Instrumentation: two ocarinas, two jalatharangams (sets of pitched porcelain bowls fine-tuned with water), two ghatams (South Indian clay jug drums)

Duration: variable; approx. 10-15 min.

Recording: click here
Sara Ricer and Jeannie Psomas, ocarinas
Sean Connors and Annie Stevens, jalatharangams
Rohan Krishnamurthy and John Driscoll, ghatams

Program note:

Temruukum was commissoned by the Warren Benson Forum on Creativity in 2010 for a concert celebrating the theme of “diversity in musical influence.” In approaching the commission, I viewed this theme not as a challenge to compose a piece which exhibits diversity when compared to the works of my peers, but as a challenge to incorporate many diverse compositional techniques and styles into a single work. Throughout my career so far, I have had the opportunity to study some of the musical traditions of Bali, Java, North India, and Zimbabwe in the United States, India, and Indonesia, and Temruukum draws upon many of the musical concepts I learned through these experiences as well as the diverse musical influences provided by the varying backgrounds of the six individual performers for whom the work was written. In honor of the superb creativity and musicality of these six musicians as well as the aesthetic importance of improvisation in several of the musical traditions mentioned above, the piece features a great deal of improvisation and decision-making on the part of the performers; the notation I provided them with is only a template from which many pieces of a similar nature may be realized.
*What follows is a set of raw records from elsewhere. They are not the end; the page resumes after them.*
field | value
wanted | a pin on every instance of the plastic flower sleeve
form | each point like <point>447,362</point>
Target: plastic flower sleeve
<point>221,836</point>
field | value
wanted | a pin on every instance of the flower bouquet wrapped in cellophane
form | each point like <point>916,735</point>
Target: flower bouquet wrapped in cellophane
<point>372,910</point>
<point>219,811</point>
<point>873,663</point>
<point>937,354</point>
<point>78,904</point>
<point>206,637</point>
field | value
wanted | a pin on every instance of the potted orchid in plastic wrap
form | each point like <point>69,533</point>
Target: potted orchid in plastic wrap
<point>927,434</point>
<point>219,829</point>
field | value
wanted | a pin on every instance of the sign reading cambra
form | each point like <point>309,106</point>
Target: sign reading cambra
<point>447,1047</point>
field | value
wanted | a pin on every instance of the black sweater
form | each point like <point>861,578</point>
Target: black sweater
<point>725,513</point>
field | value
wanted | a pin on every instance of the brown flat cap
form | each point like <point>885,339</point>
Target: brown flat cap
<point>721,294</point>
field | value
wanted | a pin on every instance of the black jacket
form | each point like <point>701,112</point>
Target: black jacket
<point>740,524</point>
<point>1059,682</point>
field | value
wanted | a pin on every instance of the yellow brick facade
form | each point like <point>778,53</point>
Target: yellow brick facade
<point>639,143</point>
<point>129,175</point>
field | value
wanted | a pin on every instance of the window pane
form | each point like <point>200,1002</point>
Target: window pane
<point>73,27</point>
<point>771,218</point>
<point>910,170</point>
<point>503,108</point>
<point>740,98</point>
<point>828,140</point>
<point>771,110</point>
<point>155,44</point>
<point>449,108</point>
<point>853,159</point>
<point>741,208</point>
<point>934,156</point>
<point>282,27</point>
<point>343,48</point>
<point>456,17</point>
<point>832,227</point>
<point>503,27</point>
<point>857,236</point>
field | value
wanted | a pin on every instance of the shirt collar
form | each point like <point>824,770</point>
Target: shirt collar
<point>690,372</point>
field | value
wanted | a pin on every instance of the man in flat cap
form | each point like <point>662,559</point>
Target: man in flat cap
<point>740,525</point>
Temruukum is scored for three pairs of instruments, all made out of clay, and the title is a combination of the words tembikar, ruumbo, and kumhari, which mean “pottery” in Bahasa Indonesia, Shona, and Hindi, respectively. The jalatharangam, a set of pitched porcelain bowls fine-tuned with water, and the ghatam, a clay jug drum, are both native to India, while the ocarina, an oval-shaped wind instrument, has a more widespread history; different versions of the instrument were popular in both China and several Mesoamerican cultures. Like the musical material of the piece, the tuning systems used in Temruukum derive inspiration from a number of sources, including a particular Zimbabwean mbira owned by Glenn West, the Balinese gamelan semaradana, and the theoretical idea of non-octave based equal temperaments which at times approximate extended just intonation.